Переступая порог комнаты короля, Брюль тер свой лоб, точно хотел согнать с него следы печали. Король повернул к нему голову: министр, кланяясь, употреблял все усилия, чтобы улыбнуться.
— Брюль, — отозвался Август III, как будто выходя из задумчивости, — скажи ты мне, долго ли все это будет продолжаться?
— Ваше величество, — ответил министр, подумав, — точно определить срок этого кризиса невозможно. Мы переживаем теперь момент наступления переворота во всей Европе и возвращения Саксонии прежней силы, блеска и величия. В подобных случаях нельзя обойтись без жертв.
— Да, да, — подтвердил король, — это верно; но этот Фридрих, который себе так много позволяет…
— Причиной этому — отчаяние, — отозвался министр, — и это последние судороги его бессилия.
— Да, ты отлично выразился, — сказал король; — ты замечал, как дикий кабан, когда его уже смертельно ранят, мечется и лязгает зубами, несмотря на то, что в его бок воткнут длинный нож; но это его не спасает.
— Так и Фридриха не спасет его дерзость. Королева постарается провозгласить его самозванцем, вся Германия пойдет против него, не говоря уже о Франции, России, Австрии, Швеции и о нас. Как же он сумеет защититься?
— Все это верно, Брюль, — сказал король, — но зачем же я должен сидеть в Пирне? Ведь ты видишь, как здесь гадко скучно. Я не привык к подобной трущобе.
— О, ваше величество, никто этого не чувствует так, как я! — воскликнул министр. — Я ваш верный слуга, который готов пролить до последней капли свою кровь, лишь бы оградить своего добрейшего короля от малейшей неприятности!.. Но что делать!
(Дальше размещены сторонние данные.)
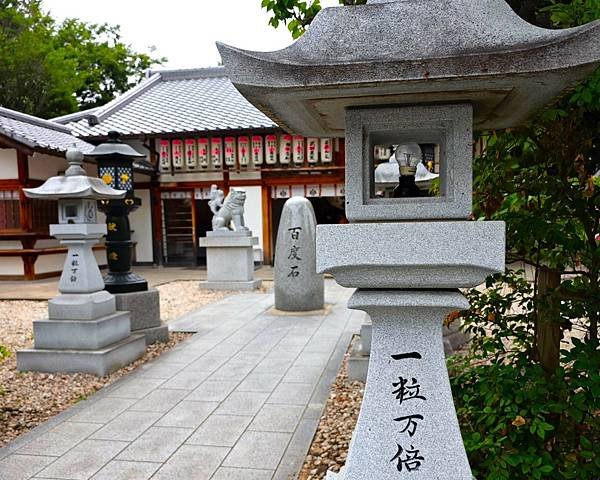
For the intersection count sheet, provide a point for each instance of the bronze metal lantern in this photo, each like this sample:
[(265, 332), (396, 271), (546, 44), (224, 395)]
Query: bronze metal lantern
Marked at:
[(115, 167)]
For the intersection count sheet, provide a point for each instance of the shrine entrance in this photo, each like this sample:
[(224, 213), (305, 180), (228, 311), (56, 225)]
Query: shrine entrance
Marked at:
[(179, 244)]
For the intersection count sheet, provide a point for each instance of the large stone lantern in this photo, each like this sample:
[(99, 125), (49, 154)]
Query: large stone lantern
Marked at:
[(84, 332), (401, 72), (115, 167)]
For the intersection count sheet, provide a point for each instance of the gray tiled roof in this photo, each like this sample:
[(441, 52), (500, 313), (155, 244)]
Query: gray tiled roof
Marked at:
[(173, 101), (36, 133)]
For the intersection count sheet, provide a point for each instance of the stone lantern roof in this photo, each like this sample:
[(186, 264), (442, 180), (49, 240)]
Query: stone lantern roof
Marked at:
[(401, 52), (74, 184)]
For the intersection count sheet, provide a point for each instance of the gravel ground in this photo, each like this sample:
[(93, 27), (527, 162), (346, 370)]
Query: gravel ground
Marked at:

Бывают такие случаи…
— Послушай, но ведь в том лесу, на другом берегу, есть дикие кабаны, честное слово есть!.. Что если б там поохотиться?
Брюль призадумался.
— Постараемся устроить охоту.
— Ну, а что из Дрездена?.. Были какие-нибудь известия? Привезли мне мои охотничьи принадлежности?..
Министр вздохнул и опустил голову.
— Ваше величество!.. Кажется, пруссаки заняли, временно, Дрезден.
При этих словах Август III выронил из рук трубку, которую паж сейчас же прибежал поднять, и крикнул:
— Как! Он осмелился…
— Да, и всему этому причиной — его отчаяние, ваше величество.
— Но я боюсь, чтоб он не конфисковал моих картин. В отчаянии, он и на это способен.
— Насчет картин я спокоен; но скверно то, что мы не успели вывезти архив, — прошептал Брюль.
Король махнул рукой.
Казалось, это его меньше беспокоило, чем картины.
— Большое счастье, — сказал король, — что я прихватил сюда Магдалину Корреджо. Ведь она здесь?
— Да, ваше величество, она отлично упакована. Гейнеке велел сделать для нее ящик.
Август сильно задумался и затем тихо прибавил:
— Фридрих ужасно не любит тебя; и если он уже вступил в Дрезден, то он сделает тебе больше вреда, чем мне. Бедный Брюль!
Министр вздохнул.
— Ваше величество, от моего дворца остались уже только одни развалины.
Король всплеснул руками.
— Варвар! — крикнул он. — Для него нет ничего святого! Он безбожник! О, какое счастие, что я взял с собою Магдалину Корреджио: теперь он не посмеет посягнуть на это величайшее из произведений искусства! Ты говоришь, что твой дворец разрушили? А галерею?
— Боша откупился, дав ему за нее 10.000 талеров.
— Ну, я тебе возвращу это, Брюль, — сказал король со вздохом, — я знаю, что ты пострадал за меня. Только бы мне удалось уничтожить его…
На глаза короля навернулись слезы; он медленно опустился в кресло, подперся рукой и с грустью сказал:
— Ты прав, после этого неудобно охотиться на кабанов, до тех пор, пока мы не избавимся от пруссаков.
Настала минута молчания.
— Так, пожалуй, в этой глупой Пирне мы будем всего лишены? — прибавил король.
— Ваше величество, — отозвался министр, — по моему мнению, здоровье и спокойствие вашего величества важнее всего. Страна оправится после несчастий, если только наш король будет здоров телом и душой. Вскоре в Варшаве сейм, и если б даже пруссаки не вступили в Саксонию, мы все-таки принуждены присутствовать на нем.